There are many other sources of back pain including arthritis, crush fractures and various disease processes. Your Physiotherapist will examine your back and advise you should further investigation be necessary.
SYMPTOMS OF BACK PAIN
Symptoms of structural back pain are always affected by movement. This is important to understand. Symptoms, usually pain but perhaps tingling and pins and needles, are often intense and may be sudden in onset but also may be mild and of gradual onset. There are other conditions which can produce back pain such as abdominal problems, ovarian cysts and intestinal issues. If you have symptoms in these areas which are not affected by movement, you must consult with your doctor. If you have chest, jaw or upper limb pain which is unaffected by movement, you must attend your doctor or hospital immediately.
Facet joints, discs, muscles and other structures are affected by our positions and movements. More minor problems produce central low back pain. With more damage, the pain may spread to both sides and with nerve irritation, the pain may spread down into the thigh or leg. As a general rule, disc pain is worse with bending, lifting and slouching and facet joint strains are worse twisting and bending backward or sideways. A severe disc problem is often worse with coughing or sneezing and on waking in the morning.
DIAGNOSIS OF BACK PAIN
Diagnosis of back injuries is complex and requires a full understanding of the onset history and a comprehensive physical examination. It is important for your Physiotherapist to establish a specific and accurate diagnosis to direct the choice of treatment. In some cases, the pain may arise from several tissues known as co-existing pathologies and each of these are treated as they are identified. Where the Physiotherapist requires further information or the management may require injections or surgery, the appropriate x-rays, scans and a referral will be arranged.

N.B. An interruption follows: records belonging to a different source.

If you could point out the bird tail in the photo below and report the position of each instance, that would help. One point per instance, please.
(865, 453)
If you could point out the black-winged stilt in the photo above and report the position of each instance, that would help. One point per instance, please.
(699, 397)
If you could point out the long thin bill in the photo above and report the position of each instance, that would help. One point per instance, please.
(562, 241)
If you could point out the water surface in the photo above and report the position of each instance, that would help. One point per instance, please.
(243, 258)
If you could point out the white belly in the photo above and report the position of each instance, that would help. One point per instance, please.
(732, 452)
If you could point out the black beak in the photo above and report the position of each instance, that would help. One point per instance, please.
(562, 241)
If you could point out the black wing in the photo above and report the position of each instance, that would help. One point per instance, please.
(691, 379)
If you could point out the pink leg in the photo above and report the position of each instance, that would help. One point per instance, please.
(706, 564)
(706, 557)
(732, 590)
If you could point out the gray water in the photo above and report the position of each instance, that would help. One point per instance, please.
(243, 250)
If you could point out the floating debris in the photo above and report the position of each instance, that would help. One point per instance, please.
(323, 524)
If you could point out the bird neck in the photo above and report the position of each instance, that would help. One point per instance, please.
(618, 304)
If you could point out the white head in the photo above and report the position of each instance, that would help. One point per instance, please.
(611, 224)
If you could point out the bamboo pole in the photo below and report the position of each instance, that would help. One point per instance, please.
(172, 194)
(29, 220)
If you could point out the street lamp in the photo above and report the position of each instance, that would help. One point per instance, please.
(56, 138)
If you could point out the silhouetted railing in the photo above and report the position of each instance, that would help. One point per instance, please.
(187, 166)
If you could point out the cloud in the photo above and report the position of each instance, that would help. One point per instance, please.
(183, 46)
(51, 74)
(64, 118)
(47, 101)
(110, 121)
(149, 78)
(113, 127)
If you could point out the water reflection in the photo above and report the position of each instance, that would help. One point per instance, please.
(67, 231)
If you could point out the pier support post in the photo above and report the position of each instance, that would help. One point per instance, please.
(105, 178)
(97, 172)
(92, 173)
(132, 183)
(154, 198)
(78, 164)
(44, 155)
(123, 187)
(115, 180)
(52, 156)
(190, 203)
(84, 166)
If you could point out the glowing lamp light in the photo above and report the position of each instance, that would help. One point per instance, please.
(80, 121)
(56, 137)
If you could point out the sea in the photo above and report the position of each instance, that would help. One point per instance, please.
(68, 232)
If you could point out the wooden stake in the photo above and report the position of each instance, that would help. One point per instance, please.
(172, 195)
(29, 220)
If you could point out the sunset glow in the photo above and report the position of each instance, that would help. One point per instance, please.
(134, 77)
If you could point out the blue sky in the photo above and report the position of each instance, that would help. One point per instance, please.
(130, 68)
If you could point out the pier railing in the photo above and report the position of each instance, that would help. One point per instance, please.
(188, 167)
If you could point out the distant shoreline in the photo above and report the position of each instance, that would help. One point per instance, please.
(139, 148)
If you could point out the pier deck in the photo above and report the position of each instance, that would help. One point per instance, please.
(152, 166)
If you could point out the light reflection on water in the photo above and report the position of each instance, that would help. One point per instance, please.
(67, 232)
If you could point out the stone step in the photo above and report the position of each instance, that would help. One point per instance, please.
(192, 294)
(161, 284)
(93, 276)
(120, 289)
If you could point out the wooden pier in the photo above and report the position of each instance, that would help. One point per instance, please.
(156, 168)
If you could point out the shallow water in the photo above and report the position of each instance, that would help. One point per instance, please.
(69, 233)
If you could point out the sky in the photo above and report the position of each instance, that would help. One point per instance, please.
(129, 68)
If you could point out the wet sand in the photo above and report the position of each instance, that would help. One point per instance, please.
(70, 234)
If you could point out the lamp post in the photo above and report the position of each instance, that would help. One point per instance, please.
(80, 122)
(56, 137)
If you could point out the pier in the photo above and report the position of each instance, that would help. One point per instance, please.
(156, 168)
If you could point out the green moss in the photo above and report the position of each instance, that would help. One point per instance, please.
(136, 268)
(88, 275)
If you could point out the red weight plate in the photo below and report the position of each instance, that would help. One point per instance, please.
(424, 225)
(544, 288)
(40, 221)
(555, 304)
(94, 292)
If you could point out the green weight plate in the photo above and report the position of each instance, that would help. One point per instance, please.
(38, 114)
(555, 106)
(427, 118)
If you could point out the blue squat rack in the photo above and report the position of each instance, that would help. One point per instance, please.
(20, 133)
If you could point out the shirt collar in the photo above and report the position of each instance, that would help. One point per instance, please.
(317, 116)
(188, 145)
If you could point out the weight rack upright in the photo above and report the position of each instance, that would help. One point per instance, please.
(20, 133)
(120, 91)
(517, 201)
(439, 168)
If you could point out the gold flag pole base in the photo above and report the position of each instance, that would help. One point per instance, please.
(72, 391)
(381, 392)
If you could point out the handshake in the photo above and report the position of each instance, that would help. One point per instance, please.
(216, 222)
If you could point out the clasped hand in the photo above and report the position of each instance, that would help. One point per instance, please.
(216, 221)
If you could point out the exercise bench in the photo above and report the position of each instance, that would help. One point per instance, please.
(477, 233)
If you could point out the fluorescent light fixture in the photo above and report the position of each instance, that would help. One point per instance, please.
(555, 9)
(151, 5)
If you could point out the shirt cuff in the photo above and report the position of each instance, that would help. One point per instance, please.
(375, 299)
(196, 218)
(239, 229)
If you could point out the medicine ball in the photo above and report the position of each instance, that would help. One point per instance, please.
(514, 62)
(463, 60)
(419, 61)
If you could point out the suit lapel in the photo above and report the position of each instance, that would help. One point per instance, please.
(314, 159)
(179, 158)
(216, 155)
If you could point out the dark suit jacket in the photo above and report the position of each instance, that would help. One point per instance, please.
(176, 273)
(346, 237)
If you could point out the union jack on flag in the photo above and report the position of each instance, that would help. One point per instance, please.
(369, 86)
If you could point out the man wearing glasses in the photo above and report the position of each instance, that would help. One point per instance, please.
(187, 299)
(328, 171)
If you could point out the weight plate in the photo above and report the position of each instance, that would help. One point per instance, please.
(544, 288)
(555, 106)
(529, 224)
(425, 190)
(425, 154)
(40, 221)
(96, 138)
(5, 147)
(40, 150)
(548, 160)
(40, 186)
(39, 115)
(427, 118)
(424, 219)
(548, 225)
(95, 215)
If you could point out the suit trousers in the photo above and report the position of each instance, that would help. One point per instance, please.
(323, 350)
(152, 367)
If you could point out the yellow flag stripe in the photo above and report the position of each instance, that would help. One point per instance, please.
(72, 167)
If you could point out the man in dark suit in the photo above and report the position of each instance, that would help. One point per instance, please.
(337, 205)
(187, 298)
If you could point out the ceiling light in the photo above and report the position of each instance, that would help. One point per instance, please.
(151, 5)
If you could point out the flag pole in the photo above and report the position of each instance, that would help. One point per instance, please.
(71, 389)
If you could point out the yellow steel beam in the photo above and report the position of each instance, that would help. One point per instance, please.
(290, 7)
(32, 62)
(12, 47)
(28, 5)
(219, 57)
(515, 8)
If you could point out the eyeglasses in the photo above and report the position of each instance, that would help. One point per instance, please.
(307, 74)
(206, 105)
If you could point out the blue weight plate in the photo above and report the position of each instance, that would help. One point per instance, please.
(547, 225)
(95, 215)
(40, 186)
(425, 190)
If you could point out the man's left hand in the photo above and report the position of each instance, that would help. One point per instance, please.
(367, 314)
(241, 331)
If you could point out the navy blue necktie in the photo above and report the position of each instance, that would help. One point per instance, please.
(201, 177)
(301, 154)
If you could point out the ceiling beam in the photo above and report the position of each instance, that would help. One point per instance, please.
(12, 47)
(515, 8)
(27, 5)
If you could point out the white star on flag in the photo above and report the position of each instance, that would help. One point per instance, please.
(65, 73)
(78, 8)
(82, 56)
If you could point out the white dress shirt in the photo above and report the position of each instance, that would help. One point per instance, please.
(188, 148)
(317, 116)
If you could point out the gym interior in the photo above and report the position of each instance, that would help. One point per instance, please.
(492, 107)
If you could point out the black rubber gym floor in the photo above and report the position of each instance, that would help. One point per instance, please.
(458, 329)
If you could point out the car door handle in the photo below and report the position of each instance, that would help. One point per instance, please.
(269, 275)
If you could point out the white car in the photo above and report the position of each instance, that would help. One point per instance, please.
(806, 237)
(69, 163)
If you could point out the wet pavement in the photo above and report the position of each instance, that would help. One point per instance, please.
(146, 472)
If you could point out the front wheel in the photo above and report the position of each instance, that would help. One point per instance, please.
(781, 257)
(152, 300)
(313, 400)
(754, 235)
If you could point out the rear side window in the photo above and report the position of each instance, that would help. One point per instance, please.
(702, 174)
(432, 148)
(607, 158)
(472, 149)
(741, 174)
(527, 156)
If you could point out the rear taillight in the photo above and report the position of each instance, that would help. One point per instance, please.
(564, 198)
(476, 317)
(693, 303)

UPPER BACK AND LOWER BACK PAIN RELIEF
Eighty percent of adults will experience severe spinal pain at some time in their life. Much of this pain is called non-specific low back pain and is treated with generic non-specific treatment. This type of treatment often fails to provide lasting relief. However, Musculoskeletal Physiotherapists have developed specific diagnostic skills and specific treatment techniques, targeted to specific structures. We identify the structure and cause of the pain producing damage and develop specific advice and strategies to prevent further damage and promote healing.
Specific techniques are chosen to correct the structural and mechanical problems. Among many choices, treatment may include joint mobilisation, stretching, ice, strengthening and education. As normal tissue structure and function returns, there is a reduction in the inflammation and the pain will subside.
When normal movement has been achieved, the inflammation has settled and the structures have healed, your new strategies will reduce the possibility of the problem recurring. We use this specific approach to reduce or stop chronic pain.
While we have the choice to manipulate, adjust or click joints, patients with ongoing pain will seldom benefit from repeating these techniques. This is because our tissues are elastic and the benefit of the quick stretch of manipulation is lost, as the elastic tissues tighten and shorten again. Adjustments of this type have little long term benefit and often lead to an unhealthy dependence on the provider. Your Physiotherapist will choose a safer and more appropriate treatment for you.
PROGNOSIS OF BACK PAIN
Physiotherapy for back pain can provide outstanding results but it is a process, not magic. The damage which produces pain in a back takes time to develop and also time to repair and heal. You will understand there are often several interacting factors to deal with and patient compliance is necessary.